A thread holding one of the banners celebrating Darlene’s win had snapped, leaving the banner dangling by one corner in my front window. How could the poor woman have died, and what, if anything, had her sewing machine done to harm her? I put the banners away. Would I ever need them again, and if I did, would they bring back this sense of uncomprehending loss and grief?
I didn’t want to be alone. Although it was almost time to open In Stitches, I ran across the street to The Stash.
Haylee’s door was open. “Haylee!” I called.

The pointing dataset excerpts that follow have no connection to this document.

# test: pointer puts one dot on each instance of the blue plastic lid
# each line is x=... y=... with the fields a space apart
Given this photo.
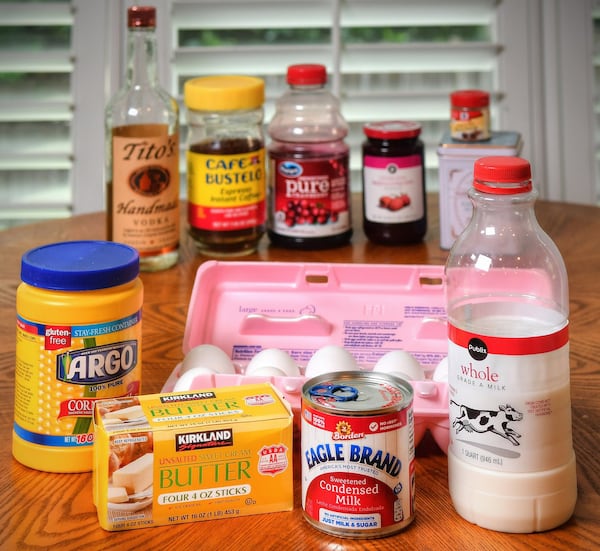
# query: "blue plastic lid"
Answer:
x=80 y=265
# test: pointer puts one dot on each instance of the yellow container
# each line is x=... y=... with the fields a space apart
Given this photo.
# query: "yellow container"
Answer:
x=189 y=456
x=79 y=336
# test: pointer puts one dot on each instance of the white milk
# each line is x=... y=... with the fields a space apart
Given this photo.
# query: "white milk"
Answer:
x=511 y=464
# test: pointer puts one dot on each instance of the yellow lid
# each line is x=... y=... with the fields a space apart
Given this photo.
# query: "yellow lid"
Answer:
x=224 y=93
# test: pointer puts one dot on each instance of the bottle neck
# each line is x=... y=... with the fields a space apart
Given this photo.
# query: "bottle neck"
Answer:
x=141 y=57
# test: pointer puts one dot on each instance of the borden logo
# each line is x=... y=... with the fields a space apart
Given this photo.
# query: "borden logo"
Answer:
x=190 y=441
x=477 y=349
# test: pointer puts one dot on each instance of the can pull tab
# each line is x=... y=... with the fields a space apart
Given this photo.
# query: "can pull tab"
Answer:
x=339 y=393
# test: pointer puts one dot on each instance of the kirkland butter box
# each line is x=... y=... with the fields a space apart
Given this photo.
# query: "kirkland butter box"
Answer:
x=190 y=456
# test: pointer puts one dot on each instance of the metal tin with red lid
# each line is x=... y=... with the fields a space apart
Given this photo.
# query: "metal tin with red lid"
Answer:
x=470 y=115
x=358 y=458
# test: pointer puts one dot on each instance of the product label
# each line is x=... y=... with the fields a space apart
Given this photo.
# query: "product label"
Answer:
x=62 y=370
x=145 y=188
x=358 y=472
x=226 y=192
x=393 y=189
x=469 y=125
x=510 y=405
x=311 y=197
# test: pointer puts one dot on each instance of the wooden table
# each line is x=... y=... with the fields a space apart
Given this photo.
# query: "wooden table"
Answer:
x=53 y=511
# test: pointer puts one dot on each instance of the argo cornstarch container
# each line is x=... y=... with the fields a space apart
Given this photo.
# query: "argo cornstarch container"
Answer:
x=79 y=339
x=358 y=457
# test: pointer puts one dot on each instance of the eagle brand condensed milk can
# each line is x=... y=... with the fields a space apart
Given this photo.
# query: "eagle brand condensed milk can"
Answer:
x=79 y=336
x=358 y=456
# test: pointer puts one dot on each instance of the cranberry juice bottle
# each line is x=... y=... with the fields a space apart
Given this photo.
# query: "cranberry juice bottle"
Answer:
x=309 y=204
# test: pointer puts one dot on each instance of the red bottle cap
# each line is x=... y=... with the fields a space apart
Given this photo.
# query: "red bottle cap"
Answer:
x=307 y=74
x=502 y=175
x=392 y=130
x=141 y=16
x=470 y=98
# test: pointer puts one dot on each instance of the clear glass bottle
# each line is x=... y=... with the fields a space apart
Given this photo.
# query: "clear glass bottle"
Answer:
x=142 y=153
x=511 y=464
x=309 y=181
x=226 y=164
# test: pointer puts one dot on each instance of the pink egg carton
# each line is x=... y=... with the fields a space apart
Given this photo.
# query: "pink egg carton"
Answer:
x=369 y=309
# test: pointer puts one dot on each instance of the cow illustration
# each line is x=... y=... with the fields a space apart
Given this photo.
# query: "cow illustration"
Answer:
x=485 y=420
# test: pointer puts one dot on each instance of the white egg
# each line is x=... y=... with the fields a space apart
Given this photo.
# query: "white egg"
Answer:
x=330 y=358
x=273 y=357
x=402 y=364
x=440 y=374
x=209 y=356
x=267 y=371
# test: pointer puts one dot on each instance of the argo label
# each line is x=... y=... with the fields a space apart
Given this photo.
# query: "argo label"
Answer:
x=311 y=197
x=358 y=470
x=62 y=370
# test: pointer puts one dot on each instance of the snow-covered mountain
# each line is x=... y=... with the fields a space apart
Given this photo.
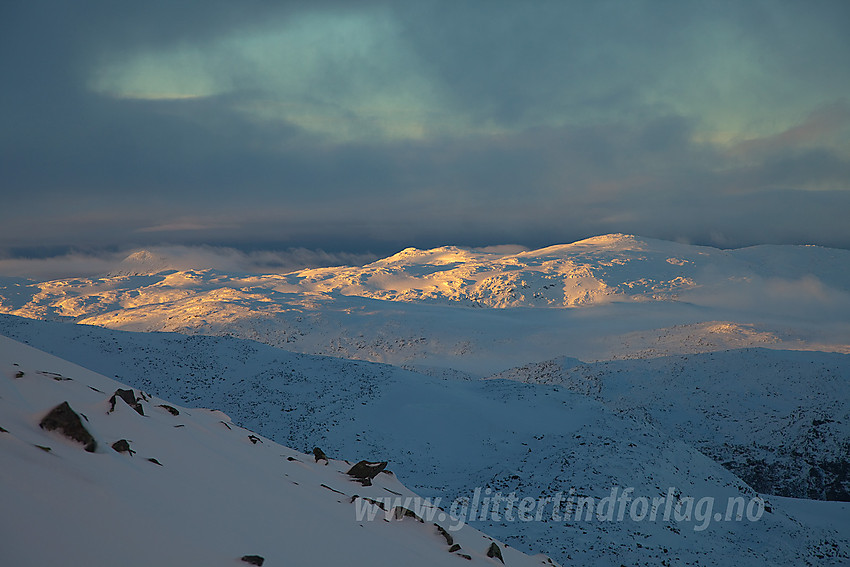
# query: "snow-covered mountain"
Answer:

She peered around a display of fabrics. “Hey, Willow, look at this shipment of tartans that just arrived from Scotland.” She must have noticed the goose bumps on my bare arms, like zillions of tiny needles trying to work themselves out through my skin. “What’s wrong?” she asked.
“Darlene Coddlefield is dead, and the sewing machine she collected from In Stitches yesterday is being blamed.” I couldn’t help sounding hysterical.
“That’s impossible.” She ran a hand through her long blond hair. “I mean not impossible that someone would blame a machine, only that a sewing machine could kill someone.”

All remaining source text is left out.